The US has made no secret of its desire for Syrian President Basher Assad to be removed from power, even if it has not gone so far as to offer arms to rebel fighters in the country. Despite opposing Assad’s regime, the FBI has brought an Arizona man into custody who has been fighting to overthrow the Syrian government since January.
Eric Harroun, 30, of Phoenix served in the Army from 2000 to 2003 before leaving on medical discharge after a car accident. Following his discharge, Harroun claims to have fought in several of the Arab Spring uprisings in opposition to established regimes.

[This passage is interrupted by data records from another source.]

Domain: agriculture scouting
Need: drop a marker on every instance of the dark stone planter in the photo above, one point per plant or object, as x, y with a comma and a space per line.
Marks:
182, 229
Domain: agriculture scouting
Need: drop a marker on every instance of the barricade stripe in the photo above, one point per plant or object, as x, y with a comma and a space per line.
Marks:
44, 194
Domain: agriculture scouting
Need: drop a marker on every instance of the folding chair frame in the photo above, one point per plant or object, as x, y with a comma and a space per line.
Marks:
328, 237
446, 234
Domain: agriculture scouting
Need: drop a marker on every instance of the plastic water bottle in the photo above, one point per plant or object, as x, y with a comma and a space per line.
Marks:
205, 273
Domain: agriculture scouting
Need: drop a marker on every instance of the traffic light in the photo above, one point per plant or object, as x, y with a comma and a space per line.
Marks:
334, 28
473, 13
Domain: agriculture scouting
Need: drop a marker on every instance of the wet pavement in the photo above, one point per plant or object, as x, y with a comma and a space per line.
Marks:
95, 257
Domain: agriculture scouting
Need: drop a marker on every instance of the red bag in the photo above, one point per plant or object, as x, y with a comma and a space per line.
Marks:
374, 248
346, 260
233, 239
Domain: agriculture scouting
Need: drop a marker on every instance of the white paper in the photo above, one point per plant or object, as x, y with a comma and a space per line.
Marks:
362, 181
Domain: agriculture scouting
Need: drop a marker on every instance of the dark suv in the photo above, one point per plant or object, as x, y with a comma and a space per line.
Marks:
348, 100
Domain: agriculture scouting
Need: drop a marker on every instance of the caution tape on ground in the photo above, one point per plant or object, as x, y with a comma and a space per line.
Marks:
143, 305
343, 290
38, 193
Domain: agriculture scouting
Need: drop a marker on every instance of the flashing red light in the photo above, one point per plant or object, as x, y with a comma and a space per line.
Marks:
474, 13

The former soldier established a YouTube alias as “The American” through which he boasted about his involvement in the rebellions; recently he claimed to have taken down a Syrian helicopter on his Facebook page.
According to an affidavit taken by the FBI, Harroun used an RPG to launch explosives and shot around 10 people with other munitions, though he is unsure whether anyone died from the injuries he inflicted.
Upon arriving in Syria earlier this year, Harroun was quickly armed by the Free Syrian Army, from which he was separated during an attack just days after joining. He retreated from the battle in a truck belonging to another group fighting Assad—the al-Nusrah Front, a branch of al-Qaeda—which has been designated a terrorist organization since 2004. The ex-US soldier was initially treated as a prisoner by the al-Nusrah Front, but soon gained their trust and helped to carry out attacks on several defensive positions held by the Assad regime. Alongside rockets launched at structural targets, he carried an AK-47 while on missions.
When Eric Harroun returned to American soil he was detained by the FBI at a hotel near Washington Dulles International Airport in Virginia; he made no attempts to hide his actions over the past several months. Despite his involvement with an al-Qaeda affiliate, he was not charged with aiding a terrorist organization, but with conspiring to use a weapon of mass destruction outside the US. That law applies to all US citizens in foreign countries, making no exceptions for former soldiers or distinctions between friendly and hostile governments.